Brain arterial border zone infarct

The presentation of arterial border zone infarcts varies in premature neonates and in fullterm neonates.

Brain arterial border zone infarct in premature neonates
Arterial border zone infarcts in premature neonates usually involves the end zones of irrigation of the long penetrating arteries of the anterior, medial, and posterior cerebral arteries. The border zone of irrigation of the long penetrating arteries is in the periventricular region (Figure 246.1).

Figure 246.1.— Schematic representation of arterial (A) and venous (B) brain systems; and of the common sites of arterial border zone infarcts (gray areas). 1: internal carotid artery; 2: anterior cerebral artery; 3: middle cerebral artery; 4: Heubner's artery; 5: striate branches of the middle cerebral artery; and 6: long perforating arteries of the anterior cerebral artery; arteries not labled are the long penetrating arteries of the middle cerebral artery.

The most common sites of involvement are the periventricular region adjacent to: (1) the lateral aspect of the trigone of the lateral ventricles, (2) the foramina of Monro, (3) the frontal horns of the lateral ventricles, and (4) the occipital horns of the lateral ventricles. Involvement of the centrum semiovale may occur in severe cases. Large arterial border zone infarcts in premature neonates often become hemorrhagic.
Arterial border zone infarcts in premature neonates selective involvement of oligodendrocytes. The selective involvement of oligodendrocytes in the periventricular region in premature neonates is due to the vulnerability of immature oligodendroglia to free radicals (mature oligodendroglia [Figure 246.2] are capable of neutralizing free radicals), and to being present in large numbers in the border zone of the irrigation field of the long penetrating arteries where the infarcts usually take place.

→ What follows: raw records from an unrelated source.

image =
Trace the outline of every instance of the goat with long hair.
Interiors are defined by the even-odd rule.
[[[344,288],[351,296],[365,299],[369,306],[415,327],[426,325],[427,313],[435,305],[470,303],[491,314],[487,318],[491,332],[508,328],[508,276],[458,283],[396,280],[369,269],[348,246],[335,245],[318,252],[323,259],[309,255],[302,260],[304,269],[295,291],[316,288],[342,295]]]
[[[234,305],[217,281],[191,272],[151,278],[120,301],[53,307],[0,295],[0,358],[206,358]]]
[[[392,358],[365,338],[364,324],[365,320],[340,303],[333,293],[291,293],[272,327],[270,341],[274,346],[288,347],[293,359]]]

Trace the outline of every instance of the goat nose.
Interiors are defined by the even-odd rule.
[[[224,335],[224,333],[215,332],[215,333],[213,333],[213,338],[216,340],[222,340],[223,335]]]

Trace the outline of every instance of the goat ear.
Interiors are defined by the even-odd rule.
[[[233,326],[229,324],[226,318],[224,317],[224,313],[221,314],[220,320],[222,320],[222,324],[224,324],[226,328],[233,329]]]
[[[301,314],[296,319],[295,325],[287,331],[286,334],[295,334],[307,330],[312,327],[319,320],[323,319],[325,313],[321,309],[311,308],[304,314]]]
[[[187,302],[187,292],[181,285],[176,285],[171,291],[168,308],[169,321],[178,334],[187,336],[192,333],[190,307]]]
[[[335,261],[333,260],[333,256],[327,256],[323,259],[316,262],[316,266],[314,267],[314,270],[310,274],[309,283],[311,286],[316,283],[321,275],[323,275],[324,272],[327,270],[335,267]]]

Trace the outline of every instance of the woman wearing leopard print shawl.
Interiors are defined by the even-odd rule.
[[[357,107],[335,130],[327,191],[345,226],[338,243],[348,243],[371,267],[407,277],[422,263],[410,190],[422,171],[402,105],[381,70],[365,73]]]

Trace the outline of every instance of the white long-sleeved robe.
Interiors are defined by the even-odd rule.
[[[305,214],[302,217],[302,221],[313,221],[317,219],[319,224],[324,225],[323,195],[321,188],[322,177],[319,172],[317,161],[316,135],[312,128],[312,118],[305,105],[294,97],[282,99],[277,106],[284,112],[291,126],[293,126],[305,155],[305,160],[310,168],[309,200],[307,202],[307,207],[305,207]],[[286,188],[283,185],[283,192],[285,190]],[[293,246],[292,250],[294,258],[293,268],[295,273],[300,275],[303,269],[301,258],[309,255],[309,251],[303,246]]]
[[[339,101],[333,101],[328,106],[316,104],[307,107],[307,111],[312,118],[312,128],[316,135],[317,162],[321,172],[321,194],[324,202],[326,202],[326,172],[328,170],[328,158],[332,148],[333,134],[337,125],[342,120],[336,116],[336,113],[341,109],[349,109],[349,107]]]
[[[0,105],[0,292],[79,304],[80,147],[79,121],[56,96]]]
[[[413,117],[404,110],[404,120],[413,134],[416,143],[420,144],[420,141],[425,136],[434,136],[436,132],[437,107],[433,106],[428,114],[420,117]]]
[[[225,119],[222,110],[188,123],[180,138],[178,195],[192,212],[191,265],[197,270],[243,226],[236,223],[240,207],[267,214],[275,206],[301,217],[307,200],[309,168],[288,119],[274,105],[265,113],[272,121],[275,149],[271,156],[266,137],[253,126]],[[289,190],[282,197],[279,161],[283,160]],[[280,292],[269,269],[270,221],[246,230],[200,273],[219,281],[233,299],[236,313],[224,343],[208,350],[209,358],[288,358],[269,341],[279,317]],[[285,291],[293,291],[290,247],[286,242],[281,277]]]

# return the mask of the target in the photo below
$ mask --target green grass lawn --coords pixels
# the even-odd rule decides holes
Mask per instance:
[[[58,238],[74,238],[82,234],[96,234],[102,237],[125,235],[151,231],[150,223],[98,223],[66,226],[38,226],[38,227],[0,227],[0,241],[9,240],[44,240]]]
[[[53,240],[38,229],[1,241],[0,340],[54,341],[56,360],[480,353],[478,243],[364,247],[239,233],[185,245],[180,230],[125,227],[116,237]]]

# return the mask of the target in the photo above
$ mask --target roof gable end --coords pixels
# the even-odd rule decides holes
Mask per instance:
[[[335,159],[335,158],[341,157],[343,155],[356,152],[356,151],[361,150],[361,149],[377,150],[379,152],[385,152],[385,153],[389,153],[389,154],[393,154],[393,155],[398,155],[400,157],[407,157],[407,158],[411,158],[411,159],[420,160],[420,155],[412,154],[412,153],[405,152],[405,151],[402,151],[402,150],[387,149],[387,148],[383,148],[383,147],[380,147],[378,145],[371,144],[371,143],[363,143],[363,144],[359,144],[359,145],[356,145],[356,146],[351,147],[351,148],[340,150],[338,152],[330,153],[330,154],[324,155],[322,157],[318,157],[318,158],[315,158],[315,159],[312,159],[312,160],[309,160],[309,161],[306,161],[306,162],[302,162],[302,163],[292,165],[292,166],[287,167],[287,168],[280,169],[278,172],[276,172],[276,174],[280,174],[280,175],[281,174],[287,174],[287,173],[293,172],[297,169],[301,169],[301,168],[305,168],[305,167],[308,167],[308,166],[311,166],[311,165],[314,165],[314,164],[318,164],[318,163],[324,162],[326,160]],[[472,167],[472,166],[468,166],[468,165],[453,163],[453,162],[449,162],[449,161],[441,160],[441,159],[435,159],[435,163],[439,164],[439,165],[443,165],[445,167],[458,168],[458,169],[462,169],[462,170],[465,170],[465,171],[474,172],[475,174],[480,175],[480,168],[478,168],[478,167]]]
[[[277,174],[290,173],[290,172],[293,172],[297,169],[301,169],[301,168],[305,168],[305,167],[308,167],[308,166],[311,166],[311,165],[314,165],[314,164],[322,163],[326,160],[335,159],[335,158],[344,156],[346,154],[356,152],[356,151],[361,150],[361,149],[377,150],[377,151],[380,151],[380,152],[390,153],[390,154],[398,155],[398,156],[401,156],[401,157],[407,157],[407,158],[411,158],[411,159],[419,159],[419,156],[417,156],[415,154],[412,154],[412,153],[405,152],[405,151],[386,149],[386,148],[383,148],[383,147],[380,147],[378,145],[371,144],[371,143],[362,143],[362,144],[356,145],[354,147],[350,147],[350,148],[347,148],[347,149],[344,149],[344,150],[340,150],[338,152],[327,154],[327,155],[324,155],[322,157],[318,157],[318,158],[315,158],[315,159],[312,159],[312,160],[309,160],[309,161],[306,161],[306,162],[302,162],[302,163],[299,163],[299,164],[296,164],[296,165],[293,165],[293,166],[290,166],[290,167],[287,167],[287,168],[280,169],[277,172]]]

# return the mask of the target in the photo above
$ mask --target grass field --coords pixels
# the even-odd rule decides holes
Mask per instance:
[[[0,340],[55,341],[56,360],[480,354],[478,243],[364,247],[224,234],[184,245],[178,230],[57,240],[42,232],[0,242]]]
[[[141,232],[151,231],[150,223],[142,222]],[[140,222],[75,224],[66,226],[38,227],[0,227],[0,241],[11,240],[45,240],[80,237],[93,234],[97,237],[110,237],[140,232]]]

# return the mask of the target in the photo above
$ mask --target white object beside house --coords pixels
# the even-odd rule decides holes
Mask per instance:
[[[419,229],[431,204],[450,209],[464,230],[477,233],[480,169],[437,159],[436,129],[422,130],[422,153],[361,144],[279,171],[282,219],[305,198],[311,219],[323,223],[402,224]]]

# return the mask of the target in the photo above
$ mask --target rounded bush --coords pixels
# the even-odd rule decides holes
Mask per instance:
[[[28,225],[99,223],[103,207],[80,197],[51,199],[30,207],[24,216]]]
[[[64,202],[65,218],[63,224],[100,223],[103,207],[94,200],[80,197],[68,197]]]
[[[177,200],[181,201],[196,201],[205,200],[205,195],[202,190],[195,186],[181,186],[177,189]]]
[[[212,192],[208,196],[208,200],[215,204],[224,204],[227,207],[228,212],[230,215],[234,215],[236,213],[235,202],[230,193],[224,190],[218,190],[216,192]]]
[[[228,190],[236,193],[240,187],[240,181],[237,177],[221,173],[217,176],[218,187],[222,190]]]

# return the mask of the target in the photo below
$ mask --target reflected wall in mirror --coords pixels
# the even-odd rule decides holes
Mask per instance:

Figure 246.2.— Schematic representation of the major steps in free radical metabolism. Beneficial management of free radicals in the presence of sufficient enzyme activity. Superoxide dysmutase (SOD) converts superoxide anions (02) in the presence of hydrogen (H+) to hydrogen peroxide (H202). Hydrogen peroxide in the presence of cytoplasmic glutathione peroxidase (GLUT. PERO.) and peroxomal catalase (CATALASE) becomes water and oxygen.

Oligodenroglia damage is related to the production of free radicals during ischemic-reperfusion injury, the immaturity of the enzyme system involved in the detoxifications of free radicals, and the excess of iron store in immature oligodendroglia cells (Figure 246.3).

Figure 246.3.— Schematic representation of abnormal free radical metabolism. BAD: poor management of free radicals occurs because of decreased superoxide dysmutase (SOD) activity. Decreased superoxide dysmutase activity leads to an increase in superoxide anion (02-). WORSE: very poor management of free radicals occurs because of decreased glutathione peroxidase (GLUT. PERO.) and catalase activities (CATALASE), and increased iron content in the cytoplasm. Hydrogen peroxide in the presence of iron (Fe++) produces hydroxyl radicals by the Fenton reaction (FR).